変更できない考えは悪い考えだ
モンテーニュ「随想録」(1580年刊)第二巻第一章 我々の行為の不定なことについて p217
ある人間を観察し続けていると、その行為に一貫性がない、矛盾ばかりがあって、まとめようがないことがある(ほとんどの人がそうだとモンテーニュは様々な用例を引く)。ローマのネロ皇帝が、死刑囚の判決文にサインを求められたとき「ああ、字を書くことを知らなければよかった」と一人の人間を死刑にすることに心を痛めた。残忍のネロと同一人物なんだが、モンテーニュはこれがほとんどの人の常態だと言う。ネットやテレビやブログで首尾一貫した人を祭り上げたり、見下したりする習慣が目立つのだが、英雄や法王を含めて庶民まで「人間の行為は不定」ですよと16世紀のユマニストは言う。ある人の行為を部分部分を足して、そしてこういう人だと決められない矛盾がある。どんどん人の認識を変えていく、付け加えたり引き算をしていく生き方の推奨だ。シンプル思考が流行る時代に面倒なことだが、ああいう悪い面もあればこういう良い面もある。どちらもその人だということだ。デジタル(0と1)志向になると二項対立思考になりやすいから気をつけたい。

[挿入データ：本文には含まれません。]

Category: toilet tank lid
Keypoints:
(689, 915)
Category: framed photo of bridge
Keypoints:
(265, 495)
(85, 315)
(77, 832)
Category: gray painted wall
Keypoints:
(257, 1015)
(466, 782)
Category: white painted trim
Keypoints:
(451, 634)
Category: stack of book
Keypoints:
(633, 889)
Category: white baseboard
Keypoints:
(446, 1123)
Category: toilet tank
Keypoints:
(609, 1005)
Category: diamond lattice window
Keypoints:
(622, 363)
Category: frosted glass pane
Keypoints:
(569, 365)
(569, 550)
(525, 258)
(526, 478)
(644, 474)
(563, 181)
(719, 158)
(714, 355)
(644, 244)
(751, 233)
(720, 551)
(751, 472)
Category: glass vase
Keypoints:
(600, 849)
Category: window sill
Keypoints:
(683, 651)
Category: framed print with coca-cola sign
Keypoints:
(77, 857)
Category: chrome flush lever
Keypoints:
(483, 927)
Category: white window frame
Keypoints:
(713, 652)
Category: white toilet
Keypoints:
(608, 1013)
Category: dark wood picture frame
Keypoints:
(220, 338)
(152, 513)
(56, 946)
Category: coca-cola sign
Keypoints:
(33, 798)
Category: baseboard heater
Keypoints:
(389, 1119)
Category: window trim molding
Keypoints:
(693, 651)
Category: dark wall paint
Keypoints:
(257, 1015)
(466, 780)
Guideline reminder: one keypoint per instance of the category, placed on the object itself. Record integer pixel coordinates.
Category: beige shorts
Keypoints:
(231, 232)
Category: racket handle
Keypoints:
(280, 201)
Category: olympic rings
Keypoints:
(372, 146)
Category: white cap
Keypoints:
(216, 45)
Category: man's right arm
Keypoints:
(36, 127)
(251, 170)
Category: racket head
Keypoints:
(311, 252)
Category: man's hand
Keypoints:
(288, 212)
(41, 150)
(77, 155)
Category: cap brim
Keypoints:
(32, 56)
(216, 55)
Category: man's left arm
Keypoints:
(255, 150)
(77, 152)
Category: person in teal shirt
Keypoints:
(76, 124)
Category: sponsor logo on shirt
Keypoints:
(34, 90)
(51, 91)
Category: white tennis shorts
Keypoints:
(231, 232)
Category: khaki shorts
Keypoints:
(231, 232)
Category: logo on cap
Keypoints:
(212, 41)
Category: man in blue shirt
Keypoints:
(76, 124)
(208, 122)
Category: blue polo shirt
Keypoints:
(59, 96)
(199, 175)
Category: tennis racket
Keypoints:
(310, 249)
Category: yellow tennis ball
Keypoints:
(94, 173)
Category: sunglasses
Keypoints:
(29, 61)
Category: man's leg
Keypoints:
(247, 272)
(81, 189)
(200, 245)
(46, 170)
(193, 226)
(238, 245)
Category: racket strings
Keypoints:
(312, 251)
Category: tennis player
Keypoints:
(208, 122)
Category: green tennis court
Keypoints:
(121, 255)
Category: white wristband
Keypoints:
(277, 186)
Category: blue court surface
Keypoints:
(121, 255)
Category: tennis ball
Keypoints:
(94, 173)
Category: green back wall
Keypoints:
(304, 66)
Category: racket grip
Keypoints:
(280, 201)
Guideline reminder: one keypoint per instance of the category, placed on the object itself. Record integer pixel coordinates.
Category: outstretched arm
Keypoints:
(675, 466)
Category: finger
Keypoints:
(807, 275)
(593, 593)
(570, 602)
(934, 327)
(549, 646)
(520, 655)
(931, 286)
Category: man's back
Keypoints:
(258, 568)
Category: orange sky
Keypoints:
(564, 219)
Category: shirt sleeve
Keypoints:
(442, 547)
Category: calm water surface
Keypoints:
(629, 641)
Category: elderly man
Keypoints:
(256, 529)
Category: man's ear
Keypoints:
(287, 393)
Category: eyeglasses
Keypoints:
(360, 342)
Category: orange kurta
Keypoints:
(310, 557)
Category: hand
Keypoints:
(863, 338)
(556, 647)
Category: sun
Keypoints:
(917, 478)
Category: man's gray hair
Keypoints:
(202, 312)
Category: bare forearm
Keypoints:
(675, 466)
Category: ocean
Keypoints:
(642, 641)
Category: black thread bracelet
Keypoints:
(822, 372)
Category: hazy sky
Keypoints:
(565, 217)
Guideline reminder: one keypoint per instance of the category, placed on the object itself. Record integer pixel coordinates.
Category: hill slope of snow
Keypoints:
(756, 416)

「私が自分についていろいろに語るのは、自分にはあらゆる矛盾が見いだされる。内気で図々しく、貞潔で淫蕩、饒舌で無口、強靭で過敏、利発で愚鈍、陰気で陽気、嘘つきで正直、博識で無知、鷹揚で吝嗇で浪費家、これらのすべてを私はいくらかずつ、自分の中に向きを変えるにつれて見出すのである」p224
坊主の孫。
良きも悪しきも、人は見かけによらず。ですね。二面性どころか?多面性が本心でしょうね。決めつけられないのが人間ですが、一般手に二は通常見せる表向きの顔をその性格と位置付けるのでしょう。人には言えない事も、誰にも話せない事も出来るのもにんげんですから、一つの本心など有り得ませんね。百面相みたいなものが人間の顔でしょうね。
seto
いいことならどんどん変える。ブレナイのは決していいことではない。ぶれ続けて生きるのが現実ですね。何が飛び出すかわからないのが、ホモサピエンンス。大脳のセイでしょうかね。ブッダもイエスキリストもマホメットもおしゃべりはしたが、書き言葉を残さなかったのは、いったん書かれると、それに拘泥されて、次の変化へ移行できないからだったかもしれません。行動まで縛り付けられて、自由を失いますから。夫婦でも「あなた、10年前、こういうことを言ったでしょう!」とか「これを今後しませんと誓約書あります」とほじくり返されますね。どんどん訂正していきましょう。